Hi Volkspost, you seem to be a real expert in the carrier bundles

I wonder if you had a chance to look into the carrier updates via iTunes that many people are seeing?
Carrier updates are just small zip files with .ipcc extension, and they seem to contain exactly the same files that your carrier bundle generator produces.
All the URLs are listed in http://itunes.com/version (just search for "ipcc").

What is interesting though, how are they installed on non-jailbroken iPhones, since the partition they reside on is read-only?
I think there must be a secondary location for the carrier bundles somewhere in /private/var/.

I tried to create my own ipcc file, keeping the same directory structure as the originals (/Payload/my_carrier.bundle), and then installing it in iTunes by shift-update.
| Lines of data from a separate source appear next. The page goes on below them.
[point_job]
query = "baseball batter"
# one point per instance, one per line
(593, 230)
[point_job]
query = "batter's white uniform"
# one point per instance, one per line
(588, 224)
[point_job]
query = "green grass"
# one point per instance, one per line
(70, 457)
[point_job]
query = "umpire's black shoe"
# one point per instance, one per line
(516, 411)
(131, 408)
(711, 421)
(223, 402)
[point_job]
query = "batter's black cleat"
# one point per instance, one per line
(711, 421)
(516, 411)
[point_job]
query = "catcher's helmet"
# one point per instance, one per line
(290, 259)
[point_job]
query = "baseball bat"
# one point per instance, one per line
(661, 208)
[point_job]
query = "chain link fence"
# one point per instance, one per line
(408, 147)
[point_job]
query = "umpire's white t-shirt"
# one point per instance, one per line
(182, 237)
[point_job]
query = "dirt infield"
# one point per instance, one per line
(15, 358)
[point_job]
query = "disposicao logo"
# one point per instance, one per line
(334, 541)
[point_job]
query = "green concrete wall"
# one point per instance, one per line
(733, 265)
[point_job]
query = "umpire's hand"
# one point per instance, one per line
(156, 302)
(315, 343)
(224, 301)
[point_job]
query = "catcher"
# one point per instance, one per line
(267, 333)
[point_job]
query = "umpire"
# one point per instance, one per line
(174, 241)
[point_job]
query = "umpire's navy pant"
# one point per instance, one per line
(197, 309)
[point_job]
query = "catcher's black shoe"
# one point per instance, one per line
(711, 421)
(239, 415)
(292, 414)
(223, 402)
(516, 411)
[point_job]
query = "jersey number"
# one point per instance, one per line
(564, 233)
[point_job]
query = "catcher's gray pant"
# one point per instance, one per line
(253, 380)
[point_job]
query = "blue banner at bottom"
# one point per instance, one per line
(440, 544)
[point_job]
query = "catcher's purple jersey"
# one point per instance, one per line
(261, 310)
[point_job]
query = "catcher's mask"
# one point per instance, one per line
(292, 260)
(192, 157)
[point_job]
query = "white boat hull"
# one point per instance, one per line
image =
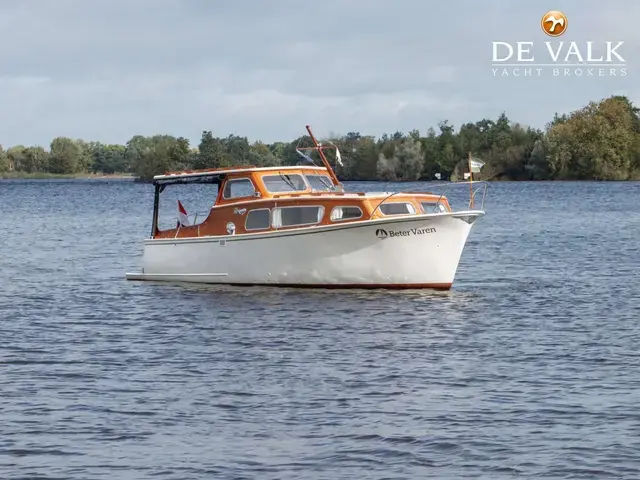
(417, 252)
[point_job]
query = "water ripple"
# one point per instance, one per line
(528, 368)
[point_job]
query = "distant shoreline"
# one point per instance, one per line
(61, 176)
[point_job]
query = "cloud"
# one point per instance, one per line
(109, 70)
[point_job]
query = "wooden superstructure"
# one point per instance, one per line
(252, 200)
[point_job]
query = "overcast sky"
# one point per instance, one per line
(109, 69)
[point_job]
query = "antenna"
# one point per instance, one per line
(324, 159)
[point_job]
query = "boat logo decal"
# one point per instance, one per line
(382, 233)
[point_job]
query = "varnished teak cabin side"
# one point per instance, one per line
(236, 210)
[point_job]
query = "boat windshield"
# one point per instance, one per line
(321, 183)
(284, 182)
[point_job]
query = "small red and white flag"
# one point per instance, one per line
(183, 218)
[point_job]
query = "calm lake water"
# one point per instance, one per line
(529, 367)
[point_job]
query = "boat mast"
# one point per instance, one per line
(470, 183)
(324, 159)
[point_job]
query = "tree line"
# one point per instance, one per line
(601, 141)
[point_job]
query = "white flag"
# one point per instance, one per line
(183, 218)
(338, 157)
(476, 166)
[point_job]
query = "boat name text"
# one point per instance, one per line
(382, 233)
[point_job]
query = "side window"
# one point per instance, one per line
(397, 208)
(284, 183)
(258, 219)
(433, 207)
(345, 213)
(241, 187)
(290, 216)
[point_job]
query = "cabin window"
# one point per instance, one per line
(433, 207)
(284, 183)
(345, 213)
(241, 187)
(258, 219)
(321, 183)
(397, 208)
(291, 216)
However, after restarting the phone, the bundle was not installed, but the whole Payload directory ended up unpacked somewhere into ~/Media/.
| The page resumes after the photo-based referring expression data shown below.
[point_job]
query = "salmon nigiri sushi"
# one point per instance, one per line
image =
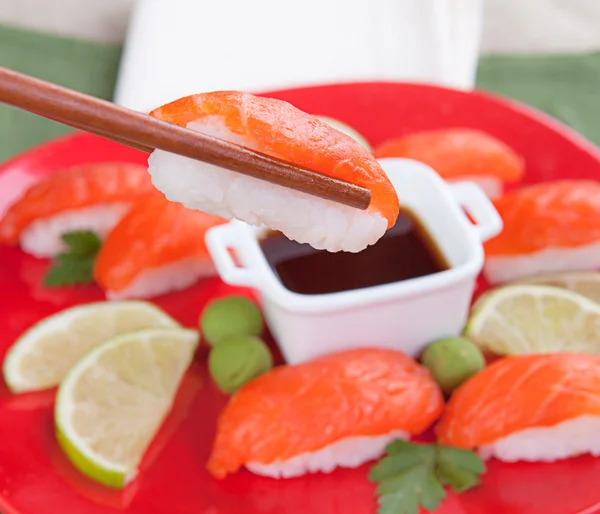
(552, 226)
(156, 248)
(90, 197)
(338, 410)
(276, 128)
(528, 407)
(460, 154)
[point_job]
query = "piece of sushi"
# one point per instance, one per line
(338, 410)
(460, 154)
(528, 407)
(156, 248)
(276, 128)
(552, 226)
(90, 197)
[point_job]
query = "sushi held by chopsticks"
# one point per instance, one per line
(278, 129)
(308, 180)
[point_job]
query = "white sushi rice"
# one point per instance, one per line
(493, 187)
(42, 238)
(307, 219)
(507, 268)
(350, 452)
(172, 277)
(576, 436)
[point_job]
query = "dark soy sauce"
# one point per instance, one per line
(405, 251)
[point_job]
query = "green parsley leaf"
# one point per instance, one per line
(76, 265)
(413, 475)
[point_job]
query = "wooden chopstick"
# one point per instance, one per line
(146, 133)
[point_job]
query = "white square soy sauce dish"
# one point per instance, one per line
(405, 315)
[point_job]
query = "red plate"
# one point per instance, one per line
(35, 478)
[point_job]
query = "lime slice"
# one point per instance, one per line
(114, 400)
(586, 283)
(44, 354)
(521, 319)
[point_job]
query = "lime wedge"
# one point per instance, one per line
(44, 354)
(114, 400)
(586, 283)
(522, 319)
(346, 129)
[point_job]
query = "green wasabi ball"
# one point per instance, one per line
(230, 316)
(237, 360)
(451, 361)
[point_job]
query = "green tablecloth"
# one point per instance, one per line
(565, 86)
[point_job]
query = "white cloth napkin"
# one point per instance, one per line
(179, 47)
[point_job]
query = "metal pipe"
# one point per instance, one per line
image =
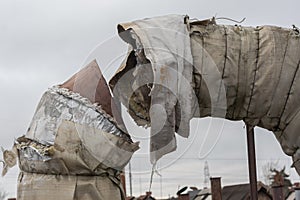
(251, 162)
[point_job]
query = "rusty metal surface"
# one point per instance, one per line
(252, 162)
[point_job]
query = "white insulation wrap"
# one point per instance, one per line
(239, 73)
(74, 147)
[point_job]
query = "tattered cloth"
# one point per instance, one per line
(239, 73)
(72, 150)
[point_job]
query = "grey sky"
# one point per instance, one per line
(42, 43)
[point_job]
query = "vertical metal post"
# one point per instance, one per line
(130, 179)
(251, 162)
(123, 181)
(216, 188)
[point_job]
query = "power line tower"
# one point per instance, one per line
(206, 175)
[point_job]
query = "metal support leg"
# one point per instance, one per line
(252, 162)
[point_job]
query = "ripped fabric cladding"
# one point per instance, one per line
(177, 69)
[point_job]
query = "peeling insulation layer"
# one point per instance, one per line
(73, 148)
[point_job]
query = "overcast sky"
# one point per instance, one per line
(42, 43)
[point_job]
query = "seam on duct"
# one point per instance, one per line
(255, 72)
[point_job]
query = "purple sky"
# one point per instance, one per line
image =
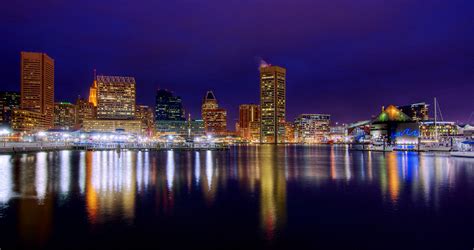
(343, 57)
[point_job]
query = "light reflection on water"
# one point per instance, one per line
(111, 184)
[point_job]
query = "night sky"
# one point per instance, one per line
(343, 57)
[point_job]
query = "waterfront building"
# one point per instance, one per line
(272, 103)
(338, 133)
(169, 113)
(8, 102)
(128, 126)
(37, 90)
(394, 126)
(85, 110)
(249, 122)
(64, 116)
(29, 121)
(312, 128)
(290, 136)
(168, 107)
(416, 111)
(215, 118)
(431, 129)
(466, 130)
(93, 91)
(116, 97)
(144, 114)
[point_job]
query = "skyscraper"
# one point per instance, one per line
(168, 107)
(64, 115)
(115, 97)
(8, 102)
(272, 104)
(215, 118)
(85, 110)
(169, 113)
(93, 91)
(312, 128)
(249, 122)
(37, 86)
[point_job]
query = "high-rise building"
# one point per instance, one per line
(93, 91)
(272, 104)
(416, 111)
(145, 115)
(85, 110)
(115, 97)
(312, 128)
(8, 102)
(169, 113)
(215, 118)
(37, 86)
(168, 107)
(249, 122)
(64, 116)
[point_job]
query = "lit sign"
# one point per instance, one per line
(406, 132)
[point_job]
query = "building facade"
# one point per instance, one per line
(8, 102)
(144, 114)
(215, 118)
(37, 87)
(64, 116)
(431, 129)
(116, 97)
(128, 126)
(312, 128)
(168, 107)
(272, 104)
(248, 127)
(416, 111)
(85, 110)
(169, 113)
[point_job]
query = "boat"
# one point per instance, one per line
(469, 154)
(465, 149)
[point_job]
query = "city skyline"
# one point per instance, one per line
(387, 53)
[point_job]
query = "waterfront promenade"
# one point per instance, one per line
(24, 147)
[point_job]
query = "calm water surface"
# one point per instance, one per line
(288, 197)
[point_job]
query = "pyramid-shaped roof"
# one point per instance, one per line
(392, 114)
(210, 96)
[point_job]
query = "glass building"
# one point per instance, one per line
(116, 97)
(272, 104)
(8, 102)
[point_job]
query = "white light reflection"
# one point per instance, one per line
(170, 169)
(197, 167)
(41, 177)
(5, 178)
(209, 167)
(82, 171)
(65, 172)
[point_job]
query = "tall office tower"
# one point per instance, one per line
(93, 91)
(168, 107)
(37, 86)
(272, 104)
(115, 98)
(64, 115)
(215, 118)
(249, 122)
(8, 102)
(169, 113)
(85, 110)
(145, 115)
(312, 128)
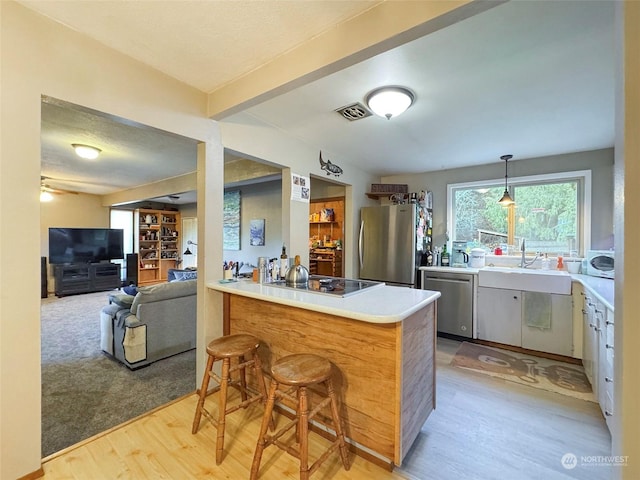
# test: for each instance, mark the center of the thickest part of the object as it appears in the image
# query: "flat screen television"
(85, 245)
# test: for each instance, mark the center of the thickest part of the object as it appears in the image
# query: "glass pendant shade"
(390, 102)
(506, 199)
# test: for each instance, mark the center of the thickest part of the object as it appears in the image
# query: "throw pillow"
(130, 290)
(123, 300)
(185, 275)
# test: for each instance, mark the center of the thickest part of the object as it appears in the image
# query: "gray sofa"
(159, 321)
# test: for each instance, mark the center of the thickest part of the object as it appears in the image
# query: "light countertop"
(602, 288)
(379, 304)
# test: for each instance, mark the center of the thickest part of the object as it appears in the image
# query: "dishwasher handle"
(447, 280)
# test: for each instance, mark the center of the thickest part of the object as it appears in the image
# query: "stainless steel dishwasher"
(455, 305)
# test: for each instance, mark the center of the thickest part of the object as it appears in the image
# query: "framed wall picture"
(256, 232)
(231, 221)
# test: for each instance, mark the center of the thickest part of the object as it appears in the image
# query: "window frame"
(583, 178)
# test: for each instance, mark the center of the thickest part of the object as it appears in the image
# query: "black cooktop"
(339, 287)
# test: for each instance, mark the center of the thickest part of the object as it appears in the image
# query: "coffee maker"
(459, 257)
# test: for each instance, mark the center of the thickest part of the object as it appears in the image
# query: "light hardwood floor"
(482, 428)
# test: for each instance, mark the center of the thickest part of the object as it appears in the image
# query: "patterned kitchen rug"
(552, 375)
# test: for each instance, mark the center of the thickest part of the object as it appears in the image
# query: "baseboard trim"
(30, 476)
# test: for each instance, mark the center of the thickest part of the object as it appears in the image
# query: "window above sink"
(549, 213)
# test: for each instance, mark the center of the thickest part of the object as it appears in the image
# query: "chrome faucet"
(523, 261)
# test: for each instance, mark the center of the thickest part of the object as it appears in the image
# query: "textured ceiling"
(205, 44)
(529, 78)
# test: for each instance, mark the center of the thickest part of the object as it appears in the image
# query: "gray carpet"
(84, 391)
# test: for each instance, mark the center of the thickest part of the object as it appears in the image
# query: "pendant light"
(506, 199)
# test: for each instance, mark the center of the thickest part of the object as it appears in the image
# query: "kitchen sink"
(525, 279)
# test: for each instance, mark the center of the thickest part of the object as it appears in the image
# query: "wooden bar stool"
(299, 372)
(240, 347)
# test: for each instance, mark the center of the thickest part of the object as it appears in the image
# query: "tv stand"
(86, 278)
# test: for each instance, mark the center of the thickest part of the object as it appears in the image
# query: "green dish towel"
(537, 309)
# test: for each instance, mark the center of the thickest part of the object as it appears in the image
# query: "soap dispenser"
(546, 263)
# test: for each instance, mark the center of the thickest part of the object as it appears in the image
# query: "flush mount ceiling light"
(506, 199)
(390, 101)
(86, 151)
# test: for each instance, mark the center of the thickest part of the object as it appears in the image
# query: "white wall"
(41, 57)
(262, 142)
(259, 200)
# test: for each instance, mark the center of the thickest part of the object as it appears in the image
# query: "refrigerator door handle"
(360, 238)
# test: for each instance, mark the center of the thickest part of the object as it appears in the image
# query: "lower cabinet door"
(500, 315)
(556, 336)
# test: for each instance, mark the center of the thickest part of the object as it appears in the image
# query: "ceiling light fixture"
(86, 151)
(45, 196)
(390, 101)
(506, 199)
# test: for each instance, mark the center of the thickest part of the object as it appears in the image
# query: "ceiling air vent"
(354, 111)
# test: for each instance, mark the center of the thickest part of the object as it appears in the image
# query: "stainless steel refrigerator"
(387, 244)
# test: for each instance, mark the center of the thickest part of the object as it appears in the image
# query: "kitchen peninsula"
(381, 341)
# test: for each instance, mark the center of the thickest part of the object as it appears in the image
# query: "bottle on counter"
(444, 257)
(429, 258)
(284, 262)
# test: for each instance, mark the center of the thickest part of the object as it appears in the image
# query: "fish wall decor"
(330, 168)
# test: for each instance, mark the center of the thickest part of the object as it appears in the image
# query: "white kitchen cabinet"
(590, 346)
(559, 338)
(605, 363)
(503, 318)
(500, 315)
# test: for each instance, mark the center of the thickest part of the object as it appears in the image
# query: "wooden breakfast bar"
(381, 341)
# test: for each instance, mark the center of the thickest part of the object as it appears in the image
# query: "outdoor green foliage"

I hope we will discover a way to install carrier bundles via iTunes, because it's so much easier than ssh or re-pwning :hack:

P.S. May I suggest a 3rd format for your bundle generator - .tar files compatible with XPwn? Tar files preserve access rights and symlinks, so startup script is not necessary.

Originally Posted by blackboxxx

Hi Volkspost, you seem to be a real expert in the carrier bundles

I wonder if you had a chance to look into the carrier updates via iTunes that many people are seeing?
Carrier updates are just small zip files with .ipcc extension, and they seem to contain exactly the same files that your carrier bundle generator produces.
All the URLs are listed in http://itunes.com/version (just search for "ipcc").
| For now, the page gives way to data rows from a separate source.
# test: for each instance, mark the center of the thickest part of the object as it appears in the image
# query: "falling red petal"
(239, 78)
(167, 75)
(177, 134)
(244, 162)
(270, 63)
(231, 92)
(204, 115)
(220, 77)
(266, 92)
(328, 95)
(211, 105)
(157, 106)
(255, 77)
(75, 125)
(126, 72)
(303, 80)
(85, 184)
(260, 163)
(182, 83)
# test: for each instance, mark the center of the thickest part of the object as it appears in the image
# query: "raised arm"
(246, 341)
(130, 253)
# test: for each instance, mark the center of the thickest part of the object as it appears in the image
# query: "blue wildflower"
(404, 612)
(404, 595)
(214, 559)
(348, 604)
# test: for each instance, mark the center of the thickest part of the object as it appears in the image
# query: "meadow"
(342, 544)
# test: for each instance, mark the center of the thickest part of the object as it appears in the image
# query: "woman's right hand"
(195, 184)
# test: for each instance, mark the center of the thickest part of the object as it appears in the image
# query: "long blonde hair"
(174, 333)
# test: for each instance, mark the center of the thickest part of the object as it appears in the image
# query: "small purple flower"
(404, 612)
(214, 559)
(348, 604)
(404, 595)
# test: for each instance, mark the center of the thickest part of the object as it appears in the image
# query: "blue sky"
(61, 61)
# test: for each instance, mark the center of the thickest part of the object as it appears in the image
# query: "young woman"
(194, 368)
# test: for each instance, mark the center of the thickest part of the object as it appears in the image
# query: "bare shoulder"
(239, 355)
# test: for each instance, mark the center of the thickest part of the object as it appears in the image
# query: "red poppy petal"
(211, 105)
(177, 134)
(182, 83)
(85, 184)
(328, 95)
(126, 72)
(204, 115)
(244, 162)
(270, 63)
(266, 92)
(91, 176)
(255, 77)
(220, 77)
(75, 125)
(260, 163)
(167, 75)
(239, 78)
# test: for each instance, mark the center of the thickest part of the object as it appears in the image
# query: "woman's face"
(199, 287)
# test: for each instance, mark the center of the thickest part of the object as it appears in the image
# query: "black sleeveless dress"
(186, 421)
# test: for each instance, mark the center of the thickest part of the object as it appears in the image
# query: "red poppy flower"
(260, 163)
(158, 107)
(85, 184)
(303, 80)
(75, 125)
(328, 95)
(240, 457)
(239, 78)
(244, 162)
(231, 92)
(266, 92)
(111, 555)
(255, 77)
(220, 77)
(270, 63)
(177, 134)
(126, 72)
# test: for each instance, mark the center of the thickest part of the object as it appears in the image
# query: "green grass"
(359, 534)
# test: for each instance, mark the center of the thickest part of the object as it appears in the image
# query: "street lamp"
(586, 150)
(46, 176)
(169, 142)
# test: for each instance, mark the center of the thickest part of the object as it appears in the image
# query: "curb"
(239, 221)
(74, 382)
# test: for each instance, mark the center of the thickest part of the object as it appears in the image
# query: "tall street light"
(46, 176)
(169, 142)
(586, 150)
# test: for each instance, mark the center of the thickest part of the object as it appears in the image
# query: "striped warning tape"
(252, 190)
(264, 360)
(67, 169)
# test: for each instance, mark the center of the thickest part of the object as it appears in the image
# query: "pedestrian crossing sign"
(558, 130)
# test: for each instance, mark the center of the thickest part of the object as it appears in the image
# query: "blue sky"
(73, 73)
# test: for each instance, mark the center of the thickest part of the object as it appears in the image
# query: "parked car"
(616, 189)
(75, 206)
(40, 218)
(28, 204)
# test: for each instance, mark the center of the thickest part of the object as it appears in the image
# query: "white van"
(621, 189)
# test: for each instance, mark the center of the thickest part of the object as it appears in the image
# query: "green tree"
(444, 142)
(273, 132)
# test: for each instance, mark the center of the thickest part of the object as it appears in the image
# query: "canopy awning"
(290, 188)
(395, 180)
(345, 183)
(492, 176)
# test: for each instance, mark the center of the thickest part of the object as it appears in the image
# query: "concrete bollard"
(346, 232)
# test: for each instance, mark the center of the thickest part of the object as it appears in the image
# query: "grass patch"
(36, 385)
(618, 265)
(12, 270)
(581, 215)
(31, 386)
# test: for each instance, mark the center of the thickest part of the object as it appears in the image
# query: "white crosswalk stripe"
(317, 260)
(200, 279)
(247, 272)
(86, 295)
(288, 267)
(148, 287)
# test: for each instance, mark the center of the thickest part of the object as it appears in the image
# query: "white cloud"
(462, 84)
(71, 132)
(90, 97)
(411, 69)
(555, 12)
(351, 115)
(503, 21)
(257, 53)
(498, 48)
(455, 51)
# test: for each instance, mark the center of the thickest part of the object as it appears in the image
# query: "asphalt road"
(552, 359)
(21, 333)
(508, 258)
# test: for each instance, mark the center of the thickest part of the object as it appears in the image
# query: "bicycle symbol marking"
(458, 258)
What is interesting though, how are they installed on non-jailbroken iPhones, since the partition they reside on is read-only?
I think there must be a secondary location for the carrier bundles somewhere in /private/var/.

I tried to create my own ipcc file, keeping the same directory structure as the originals (/Payload/my_carrier.bundle), and then installing it in iTunes by shift-update. However, after restarting the phone, the bundle was not installed, but the whole Payload directory ended up unpacked somewhere into ~/Media/.

I hope we will discover a way to install carrier bundles via iTunes, because it's so much easier than ssh or re-pwning :hack:

P.S. May I suggest a 3rd format for your bundle generator - .tar files compatible with XPwn? Tar files preserve access rights and symlinks, so startup script is not necessary.

Hi blackboxxx!
Thx for your post. I have been seeing this format before, Apple is using it since FW 2.0. The ones you are referring to a next version to the ones we use now (just some different values). They are slightly different than the acualonce.

I am investigating the mechanism for a few days now, dont understand it completely for now. installation must be a 2-way process. Besides getting the carrier bundle on the iPhone a symlink with the MCC/MNC has to be created. I do this with the script you are referring to. I still dont know how Apple does this with the bundles.

Last not least: I tried to - fist manually - create custom carrier bundles as tar archives for use with Winpwn. Thats no problem so far. But same situation: i need to execute a script to check if the symlink is already there (for users of one of Apples partner carriers but on a non-iPhone plan), rename if there and create a new one.

The Dev Team integrated a great mechanism into pwnageTool for Mac, I used a combination of a LaunchDaemon and a scrit. As far as I understand, that aint work on Windows.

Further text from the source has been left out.